Studies of Eastern European nature reserves are leading western experts to reassess how nature is managed in their own countries, an international forum in Zurich was told on Wednesday.This content was published on October 25, 2000 - 20:28
Experts at the symposium said studies of virgin landscapes in Eastern Europe, which only became accessible to western researchers after the end of the Cold War, had highlighted how nature was often 'over-managed' in the west.
Reinhard Lässig, a scientist at the Swiss Federal Institute for Forest, Snow and Landscape Research, which organised the meeting, said natural forests in the Russian Urals had 10 to 15 different tree species growing in them, whereas Swiss forests only had six or seven.
He said more variety could help forests to be more resistant to storms, such as the one that destroyed about 13 million cubic metres of forest in Switzerland last December.
"It is worth integrating more natural dynamics into our way of managing our forests and landscapes, and that's the reason we are studying natural dynamics in the eastern part of Europe and Siberia," Lässig told swissinfo.
One research project, which was presented at the Zurich forum, is the Institute's collaboration with the Carpathian Biosphere Reserve in Ukraine.
The last-surviving virgin beech forests in Europe are to be found in this reserve. Only by investigating such areas is it possible to find out what the composition of a natural forest is, what life cycle phases it goes through, and the extent of biodiversity within it.
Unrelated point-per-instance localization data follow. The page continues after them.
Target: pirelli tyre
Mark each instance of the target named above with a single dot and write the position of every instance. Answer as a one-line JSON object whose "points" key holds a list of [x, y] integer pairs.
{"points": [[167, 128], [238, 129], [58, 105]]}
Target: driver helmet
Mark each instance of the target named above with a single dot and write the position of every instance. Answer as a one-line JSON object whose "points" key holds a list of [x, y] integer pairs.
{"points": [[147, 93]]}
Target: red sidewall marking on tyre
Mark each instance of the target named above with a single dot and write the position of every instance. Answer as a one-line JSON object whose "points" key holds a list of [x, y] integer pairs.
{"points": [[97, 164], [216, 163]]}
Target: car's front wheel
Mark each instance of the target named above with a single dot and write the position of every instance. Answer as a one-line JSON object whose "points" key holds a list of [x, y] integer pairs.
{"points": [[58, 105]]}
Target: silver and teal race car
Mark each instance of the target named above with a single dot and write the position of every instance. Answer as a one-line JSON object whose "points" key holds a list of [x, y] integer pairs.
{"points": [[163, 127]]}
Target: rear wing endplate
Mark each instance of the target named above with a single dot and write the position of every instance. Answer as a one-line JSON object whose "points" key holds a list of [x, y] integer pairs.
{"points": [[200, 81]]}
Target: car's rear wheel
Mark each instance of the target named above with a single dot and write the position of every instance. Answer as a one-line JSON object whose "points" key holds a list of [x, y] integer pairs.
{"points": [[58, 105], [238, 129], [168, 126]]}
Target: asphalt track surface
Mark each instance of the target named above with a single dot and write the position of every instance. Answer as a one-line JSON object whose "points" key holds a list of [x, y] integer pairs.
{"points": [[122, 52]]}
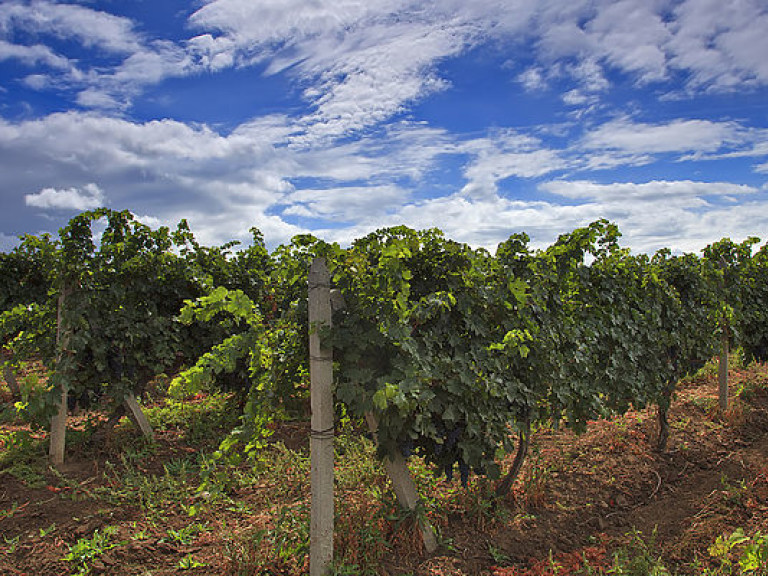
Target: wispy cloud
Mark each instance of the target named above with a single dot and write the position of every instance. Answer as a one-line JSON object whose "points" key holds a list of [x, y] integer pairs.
{"points": [[87, 198]]}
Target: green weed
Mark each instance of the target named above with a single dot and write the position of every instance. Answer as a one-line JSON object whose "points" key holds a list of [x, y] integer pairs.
{"points": [[83, 552]]}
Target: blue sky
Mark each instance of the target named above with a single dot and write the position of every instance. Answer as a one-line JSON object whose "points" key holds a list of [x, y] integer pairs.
{"points": [[338, 117]]}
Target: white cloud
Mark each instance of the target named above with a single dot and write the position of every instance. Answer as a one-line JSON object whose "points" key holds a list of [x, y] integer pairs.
{"points": [[33, 55], [347, 204], [87, 198], [91, 28], [681, 135], [505, 155]]}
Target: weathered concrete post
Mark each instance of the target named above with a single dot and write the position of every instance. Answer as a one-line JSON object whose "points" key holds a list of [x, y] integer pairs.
{"points": [[58, 435], [321, 437]]}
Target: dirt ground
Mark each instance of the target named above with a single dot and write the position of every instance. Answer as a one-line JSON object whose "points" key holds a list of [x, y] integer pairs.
{"points": [[577, 496]]}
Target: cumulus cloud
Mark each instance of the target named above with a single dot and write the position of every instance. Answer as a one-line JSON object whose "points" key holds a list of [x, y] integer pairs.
{"points": [[92, 28], [33, 55], [88, 197]]}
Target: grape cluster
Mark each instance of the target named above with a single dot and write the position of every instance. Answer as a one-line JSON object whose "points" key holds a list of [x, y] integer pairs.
{"points": [[444, 454]]}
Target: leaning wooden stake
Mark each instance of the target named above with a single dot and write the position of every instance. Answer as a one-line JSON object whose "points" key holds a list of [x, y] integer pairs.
{"points": [[59, 419], [137, 416], [723, 370], [321, 437], [13, 384], [404, 487]]}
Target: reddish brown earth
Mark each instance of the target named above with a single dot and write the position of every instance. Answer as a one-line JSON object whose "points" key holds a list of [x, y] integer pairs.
{"points": [[577, 496]]}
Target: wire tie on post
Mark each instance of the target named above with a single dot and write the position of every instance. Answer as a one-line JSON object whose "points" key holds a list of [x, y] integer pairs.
{"points": [[322, 434]]}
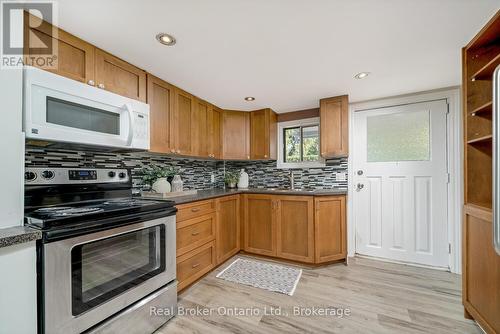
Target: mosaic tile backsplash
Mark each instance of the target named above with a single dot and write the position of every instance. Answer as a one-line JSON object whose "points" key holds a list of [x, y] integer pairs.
{"points": [[196, 173]]}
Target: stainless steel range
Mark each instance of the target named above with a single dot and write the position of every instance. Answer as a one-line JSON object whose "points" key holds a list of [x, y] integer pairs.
{"points": [[105, 257]]}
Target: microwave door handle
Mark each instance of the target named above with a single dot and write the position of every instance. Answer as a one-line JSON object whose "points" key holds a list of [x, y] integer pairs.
{"points": [[496, 163], [130, 113]]}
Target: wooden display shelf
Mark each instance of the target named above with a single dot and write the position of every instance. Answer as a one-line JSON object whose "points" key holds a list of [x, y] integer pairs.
{"points": [[483, 139], [485, 108], [486, 72]]}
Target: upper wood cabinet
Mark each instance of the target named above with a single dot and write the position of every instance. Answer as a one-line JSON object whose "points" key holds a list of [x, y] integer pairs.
{"points": [[260, 224], [228, 227], [184, 108], [263, 127], [334, 126], [161, 101], [330, 228], [199, 129], [295, 228], [75, 57], [118, 76], [215, 132], [236, 135]]}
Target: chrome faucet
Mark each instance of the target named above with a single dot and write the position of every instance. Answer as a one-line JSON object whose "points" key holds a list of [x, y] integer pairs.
{"points": [[292, 180]]}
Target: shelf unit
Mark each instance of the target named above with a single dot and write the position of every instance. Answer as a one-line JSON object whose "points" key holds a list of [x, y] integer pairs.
{"points": [[480, 264]]}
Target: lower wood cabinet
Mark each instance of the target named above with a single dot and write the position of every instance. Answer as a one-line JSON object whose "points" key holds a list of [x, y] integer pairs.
{"points": [[228, 227], [295, 228], [330, 229], [308, 229], [195, 264], [260, 224], [195, 232]]}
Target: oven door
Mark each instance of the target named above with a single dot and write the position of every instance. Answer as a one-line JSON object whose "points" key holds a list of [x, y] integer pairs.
{"points": [[89, 278]]}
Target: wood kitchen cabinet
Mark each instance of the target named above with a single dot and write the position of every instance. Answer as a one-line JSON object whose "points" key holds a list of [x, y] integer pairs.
{"points": [[334, 126], [228, 227], [160, 97], [118, 76], [260, 224], [295, 228], [215, 131], [184, 108], [235, 135], [75, 57], [330, 228], [199, 129], [263, 128]]}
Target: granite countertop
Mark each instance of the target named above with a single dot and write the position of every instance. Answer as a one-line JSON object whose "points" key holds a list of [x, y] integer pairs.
{"points": [[213, 193], [17, 235]]}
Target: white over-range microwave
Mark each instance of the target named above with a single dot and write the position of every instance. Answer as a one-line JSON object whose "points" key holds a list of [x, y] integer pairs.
{"points": [[63, 111]]}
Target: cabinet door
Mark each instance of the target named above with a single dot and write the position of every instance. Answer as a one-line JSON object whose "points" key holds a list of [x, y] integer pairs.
{"points": [[236, 135], [161, 101], [260, 224], [295, 228], [228, 227], [481, 266], [75, 58], [334, 126], [184, 105], [199, 129], [119, 77], [214, 126], [330, 229], [263, 128]]}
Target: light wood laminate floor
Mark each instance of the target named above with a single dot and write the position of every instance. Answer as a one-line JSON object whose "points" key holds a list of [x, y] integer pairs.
{"points": [[382, 298]]}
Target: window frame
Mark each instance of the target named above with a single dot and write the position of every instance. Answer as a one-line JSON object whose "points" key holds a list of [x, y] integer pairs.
{"points": [[300, 123]]}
The findings from this research should promote the natural and sustainable use of managed forests with a minimum of effort. They will also allow predictions to be made about the likely development of forests that are no longer managed.
Lässig said this was not only an important lesson for the west, but also for Eastern European countries, where the many untouched expanses are now coming under threat. Economic development is threatening the natural forests, pristine mountains, steppes and moorlands as never before.
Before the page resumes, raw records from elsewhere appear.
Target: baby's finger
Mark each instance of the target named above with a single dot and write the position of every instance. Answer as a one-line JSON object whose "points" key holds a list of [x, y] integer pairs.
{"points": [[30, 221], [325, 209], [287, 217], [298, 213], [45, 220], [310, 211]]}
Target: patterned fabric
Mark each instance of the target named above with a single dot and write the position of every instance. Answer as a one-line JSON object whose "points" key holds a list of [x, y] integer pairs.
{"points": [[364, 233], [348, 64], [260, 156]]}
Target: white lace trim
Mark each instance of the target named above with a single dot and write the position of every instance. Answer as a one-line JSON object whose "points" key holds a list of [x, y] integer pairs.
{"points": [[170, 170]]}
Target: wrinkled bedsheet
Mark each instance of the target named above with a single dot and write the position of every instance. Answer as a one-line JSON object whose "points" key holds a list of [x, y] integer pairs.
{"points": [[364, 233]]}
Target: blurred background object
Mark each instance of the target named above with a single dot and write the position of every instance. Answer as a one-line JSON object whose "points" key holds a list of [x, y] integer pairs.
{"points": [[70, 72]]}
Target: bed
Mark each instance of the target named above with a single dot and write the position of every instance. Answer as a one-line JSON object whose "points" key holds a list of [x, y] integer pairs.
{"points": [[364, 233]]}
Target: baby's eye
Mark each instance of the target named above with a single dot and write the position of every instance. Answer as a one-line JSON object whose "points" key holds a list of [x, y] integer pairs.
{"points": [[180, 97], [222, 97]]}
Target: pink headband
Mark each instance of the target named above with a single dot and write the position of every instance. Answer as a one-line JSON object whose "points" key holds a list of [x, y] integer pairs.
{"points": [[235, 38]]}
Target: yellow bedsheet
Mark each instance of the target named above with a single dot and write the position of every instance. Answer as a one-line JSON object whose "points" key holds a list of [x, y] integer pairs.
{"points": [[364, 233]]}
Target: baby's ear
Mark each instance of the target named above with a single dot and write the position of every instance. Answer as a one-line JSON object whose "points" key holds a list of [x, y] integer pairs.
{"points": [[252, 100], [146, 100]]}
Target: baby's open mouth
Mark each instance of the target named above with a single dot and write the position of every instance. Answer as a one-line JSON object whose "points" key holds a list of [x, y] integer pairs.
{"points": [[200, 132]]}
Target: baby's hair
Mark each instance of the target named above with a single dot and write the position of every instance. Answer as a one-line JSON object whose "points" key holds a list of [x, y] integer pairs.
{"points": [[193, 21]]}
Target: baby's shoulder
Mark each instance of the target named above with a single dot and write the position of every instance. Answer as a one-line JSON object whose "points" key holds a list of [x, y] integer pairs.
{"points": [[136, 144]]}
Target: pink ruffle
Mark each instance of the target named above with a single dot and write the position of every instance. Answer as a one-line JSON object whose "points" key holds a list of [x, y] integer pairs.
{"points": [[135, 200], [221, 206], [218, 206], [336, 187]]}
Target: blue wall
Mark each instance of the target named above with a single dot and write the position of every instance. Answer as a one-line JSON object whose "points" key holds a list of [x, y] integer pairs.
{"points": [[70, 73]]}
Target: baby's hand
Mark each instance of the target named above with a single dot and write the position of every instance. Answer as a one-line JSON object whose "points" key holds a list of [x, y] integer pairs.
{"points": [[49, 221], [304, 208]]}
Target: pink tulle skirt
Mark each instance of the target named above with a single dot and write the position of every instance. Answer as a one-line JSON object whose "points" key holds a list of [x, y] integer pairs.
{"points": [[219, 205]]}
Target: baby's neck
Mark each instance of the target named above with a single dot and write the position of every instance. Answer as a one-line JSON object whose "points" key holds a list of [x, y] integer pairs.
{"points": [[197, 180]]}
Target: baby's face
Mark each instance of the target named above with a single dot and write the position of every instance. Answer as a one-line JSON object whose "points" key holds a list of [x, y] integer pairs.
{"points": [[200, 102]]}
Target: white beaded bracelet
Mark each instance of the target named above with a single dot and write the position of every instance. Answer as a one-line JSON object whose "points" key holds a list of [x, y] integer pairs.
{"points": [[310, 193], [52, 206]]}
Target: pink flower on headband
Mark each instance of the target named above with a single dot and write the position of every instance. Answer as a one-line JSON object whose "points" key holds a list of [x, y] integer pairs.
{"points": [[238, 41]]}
Also speaking at the symposium, Alexander Shestakov, from the Russian branch of the World Wide Fund for Nature, denounced the exploitation of mineral resources in Russian nature reserves.
But he noted that Russia, through its sheer size, was one of the few countries where it was still possible to maintain extensive, interlinked conservation areas.
Several senior Swiss officials attended the meeting, along with more than 200 academics, scientists and researchers from 15 countries, to underline the importance of co-operation with Eastern Europe.
Among them were Charles Kleiber, the Secretary of State for Science and Research, and Walter Fust, director of the Swiss Development Agency.
They said the co-operation could help eastern European research by proving valuable contact to the western scientific community, new knowledge, new methods, equipment and money.
Over the past decade, Switzerland has supported hundreds of researchers, conferences, research projects and partnerships in all scientific fields.
Evelyne Glättli from the Swiss National Science Foundation said research played a key role in helping countries manage the transition from a totalitarian economy based on shortages to a modern democratic society oriented towards a market economy.